Aggregating and deriving Eq. 21 from Eq. 10, we have:

$$\begin{array}{@{}rcl@{}} \frac{dlnC} {dlnQ} = \frac{Q} {C} \,\, MC(Q) =\frac{Q} {C} \sum\limits_{i = 1}^{N} \frac{q_{i}} {Q}\,\, MC_{i} \end{array} $$

Substituting for MC_i and continue with the calculations, we get:

$$\begin{array}{@{}rcl@{}} \frac{Q} {C} \sum\limits_{i = 1}^{N} \frac{q_{i}} {Q}\,\, MC_{i}&=& \frac{Q} {C} \sum\limits_{i = 1}^{N} \frac{q_{i}} {Q}\, \frac{C_{i}} {q_{i}}\, \left( \beta_{q}+\beta_{qq}\, \ln q_{i} +\beta_{qT}\, T+\beta_{qK}\,\ln \frac{w_{K}}{w_{M}}\right.\\&&\qquad\qquad\qquad\,\,\left.+\beta_{qL}\,\ln \frac{w_{L}}{w_{M}}+\beta_{qE}\,\ln \frac{w_{E}}{w_{M}}\right)\\ &=&\beta_{q}+\beta_{qq}\, {\sum}_{i = 1}^{N} \frac{C_{i}} {C}\,\,\ln q_{i} +\beta_{qT}\, T+\beta_{qK}\,\ln \frac{w_{K}}{w_{M}}+\beta_{qL}\,\ln \frac{w_{L}}{w_{M}}\\&&+\beta_{qE}\ln \frac{w_{E}}{w_{M}}\\ \end{array} $$

The second term on the right hand side of the equation above is the cost-share-weighted sum of the logarithm of firms’ quantities.
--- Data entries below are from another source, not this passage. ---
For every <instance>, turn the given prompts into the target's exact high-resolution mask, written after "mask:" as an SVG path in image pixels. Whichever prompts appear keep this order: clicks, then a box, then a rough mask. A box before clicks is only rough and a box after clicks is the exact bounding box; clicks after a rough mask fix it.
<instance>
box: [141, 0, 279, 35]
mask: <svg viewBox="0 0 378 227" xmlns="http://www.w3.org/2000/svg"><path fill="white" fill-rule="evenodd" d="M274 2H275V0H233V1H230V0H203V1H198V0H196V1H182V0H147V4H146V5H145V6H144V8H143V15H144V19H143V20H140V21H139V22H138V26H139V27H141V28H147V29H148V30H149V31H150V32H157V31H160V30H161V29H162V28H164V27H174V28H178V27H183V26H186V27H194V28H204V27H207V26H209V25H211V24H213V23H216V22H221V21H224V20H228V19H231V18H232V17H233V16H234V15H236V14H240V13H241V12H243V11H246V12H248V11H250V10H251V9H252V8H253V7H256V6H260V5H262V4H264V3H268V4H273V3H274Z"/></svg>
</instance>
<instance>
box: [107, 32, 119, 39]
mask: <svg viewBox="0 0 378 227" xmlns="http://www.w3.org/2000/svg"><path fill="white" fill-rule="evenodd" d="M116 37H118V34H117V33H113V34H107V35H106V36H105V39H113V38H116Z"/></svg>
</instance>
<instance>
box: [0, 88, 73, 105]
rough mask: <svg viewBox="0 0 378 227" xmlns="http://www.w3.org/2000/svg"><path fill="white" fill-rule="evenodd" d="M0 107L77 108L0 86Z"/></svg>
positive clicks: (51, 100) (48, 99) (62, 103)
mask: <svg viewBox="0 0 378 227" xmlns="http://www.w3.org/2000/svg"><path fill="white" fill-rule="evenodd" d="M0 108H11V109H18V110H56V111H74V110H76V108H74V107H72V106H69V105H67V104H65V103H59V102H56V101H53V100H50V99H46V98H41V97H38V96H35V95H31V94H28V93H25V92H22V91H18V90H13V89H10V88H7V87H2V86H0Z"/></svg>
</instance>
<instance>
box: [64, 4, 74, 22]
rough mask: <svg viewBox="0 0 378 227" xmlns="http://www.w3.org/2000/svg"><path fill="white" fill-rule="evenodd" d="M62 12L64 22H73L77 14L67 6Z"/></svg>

Had data on firm level been available, i.e. observations on each firm’s q_i, we would be able to calculate the terms C_i and C and proceed with our estimation. In the absence of panel data on firm level, an aggregate translog processing cost function is employed. Hence, this study approximates the cost-share-weighted sum of the logarithm of firms’ quantities with the logarithm of the industry’s total quantity. The expression \(\frac {dlnC} {dlnQ}\) assumes the following form:

$$\begin{array}{@{}rcl@{}} \frac{dlnC} {dlnQ} \,=\, B_{Q}\,+\,B_{QQ}\,\ln Q +B_{QT}\, T +B_{QK}\, \ln \frac{w_{K}}{w_{M}}+B_{QL}\, \ln \frac{w_{L}}{w_{M}}+B_{QE}\,\ln \frac{w_{E}}{w_{M}} +u+\eta \end{array} $$

The expression above is the relationship on the right hand side of Eq. 25.